El grosor importa (y mucho)
Un colchón fino puede ser suficiente para un perro joven, pero para uno con artrosis suele quedarse corto. La idea es que, cuando esté tumbado, su cuerpo no llegue a "tocar fondo". Como orientación general, y sin que esto sustituya el criterio de tu veterinario, se manejan grosores mayores cuanto más pesa el perro: los perros pequeños descansan bien sobre pocos centímetros de espuma firme, mientras que los grandes y los que más notan las articulaciones agradecen colchones considerablemente más gruesos. Son rangos aproximados; lo importante es la combinación de grosor y firmeza, no un número exacto.
Tamaño, forma y altura de entrada
La cama tiene que permitir que tu perro se estire por completo de lado, que es como muchos perros mayores prefieren dormir. Mídelo tumbado, de la nariz a la base de la cola, y añade un margen holgado. Si se queda pequeña, acabará durmiendo encogido o con las patas fuera, justo lo contrario de lo que buscamos.
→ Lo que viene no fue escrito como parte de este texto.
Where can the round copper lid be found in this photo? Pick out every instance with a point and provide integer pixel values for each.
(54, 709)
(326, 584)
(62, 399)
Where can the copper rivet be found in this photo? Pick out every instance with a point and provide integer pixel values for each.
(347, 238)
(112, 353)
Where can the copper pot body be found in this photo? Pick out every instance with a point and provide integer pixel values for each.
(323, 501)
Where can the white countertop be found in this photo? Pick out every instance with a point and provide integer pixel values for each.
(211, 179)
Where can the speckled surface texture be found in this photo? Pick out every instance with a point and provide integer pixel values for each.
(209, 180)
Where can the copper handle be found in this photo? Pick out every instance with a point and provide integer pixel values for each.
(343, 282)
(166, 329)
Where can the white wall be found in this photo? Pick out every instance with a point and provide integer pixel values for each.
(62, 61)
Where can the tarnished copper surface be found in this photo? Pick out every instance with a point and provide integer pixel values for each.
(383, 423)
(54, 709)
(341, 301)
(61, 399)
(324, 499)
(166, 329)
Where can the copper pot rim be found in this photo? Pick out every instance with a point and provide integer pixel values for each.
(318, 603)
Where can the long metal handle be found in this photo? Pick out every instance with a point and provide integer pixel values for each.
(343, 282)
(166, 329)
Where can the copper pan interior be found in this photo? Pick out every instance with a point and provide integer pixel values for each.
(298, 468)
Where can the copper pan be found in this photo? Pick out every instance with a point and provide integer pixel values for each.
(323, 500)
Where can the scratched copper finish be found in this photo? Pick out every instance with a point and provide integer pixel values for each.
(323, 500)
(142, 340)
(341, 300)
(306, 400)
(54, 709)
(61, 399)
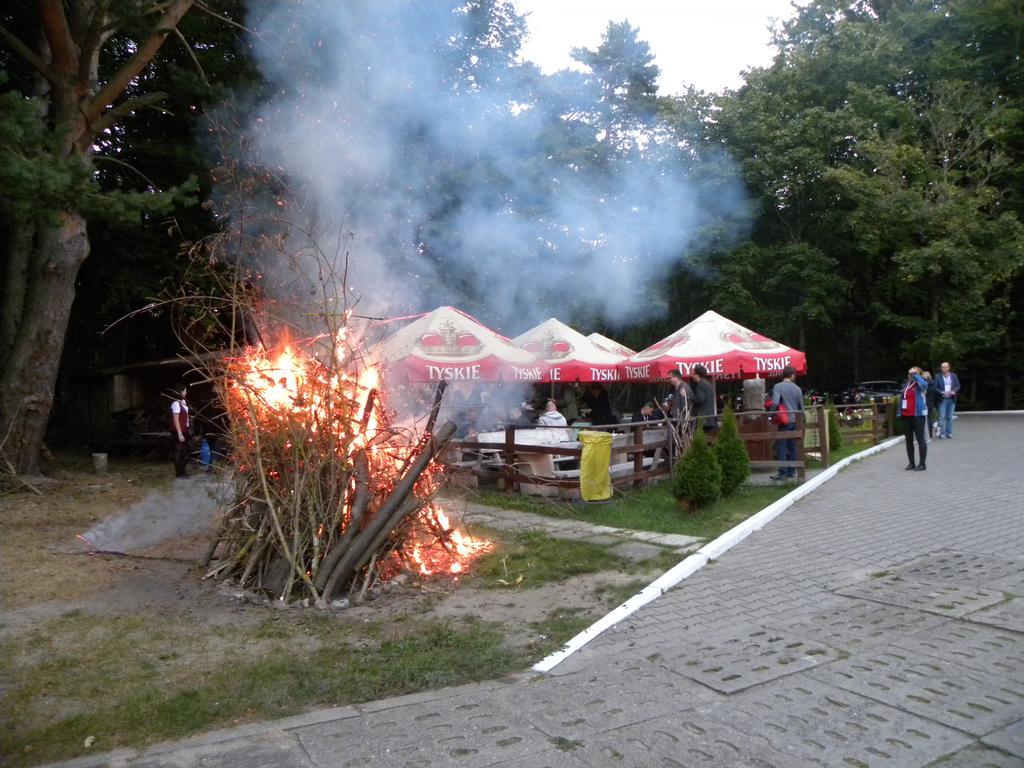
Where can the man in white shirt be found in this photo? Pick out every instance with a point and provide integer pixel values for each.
(947, 383)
Con la artrosis, la forma también cuenta. Los bordes muy altos tipo "nido" dan sensación de refugio, pero pueden convertirse en un obstáculo si a tu perro le cuesta levantar las patas para entrar o salir. Para muchos perros con problemas de movilidad es más práctico un colchón plano o con bordes bajos, de fácil acceso. Si tu perro además tiene que subir a sofás o camas, plantéate reducir esos saltos con ayudas de acceso; en nuestra web tienes un recomendador que te orienta según su tamaño y necesidades.
Funda, base y mantenimiento
Una cama para un perro mayor se ensucia y se lava más de lo que imaginas. Busca una funda extraíble con cremallera y lavable a máquina; te ahorrará muchos disgustos. Si tu perro tiene algún escape ocasional de orina, una funda interior impermeable protege la espuma sin sacrificar comodidad.
Fíjate también en la base: una parte inferior antideslizante evita que la cama patine por el suelo cuando tu perro se apoya para incorporarse, algo especialmente importante en suelos de parqué o baldosa, donde resbalar es una de las cosas que peor llevan los perros con artrosis.
Dónde colocarla en casa
La mejor cama pierde valor si está en un mal sitio. Colócala en una zona sin corrientes de aire, alejada del frío directo del suelo en invierno, y en un lugar tranquilo pero donde tu perro no se sienta apartado de la familia. El calor suave ayuda a que las articulaciones estén menos rígidas, así que evita rincones gélidos. Si tu casa tiene suelos deslizantes en el camino hacia la cama, unas alfombras o pasilleras le darán agarre y confianza al desplazarse.
En resumen
Una buena cama ortopédica se reduce a cuatro cosas: espuma firme de una pieza, grosor suficiente para su peso, tamaño de sobra para estirarse y un acceso cómodo sin bordes altos. Es una inversión modesta que mejora muchas horas del día de tu perro. Y recuerda que el descanso es solo una pieza más: la altura de sofás, camas o del coche también condiciona su comodidad. Si estás valorando una rampa o unos escalones, puedes calcular la inclinación adecuada con nuestra calculadora de inclinación de rampa para que el acceso sea suave para sus articulaciones. Ante cualquier señal de dolor o empeoramiento, tu veterinario sigue siendo la mejor referencia.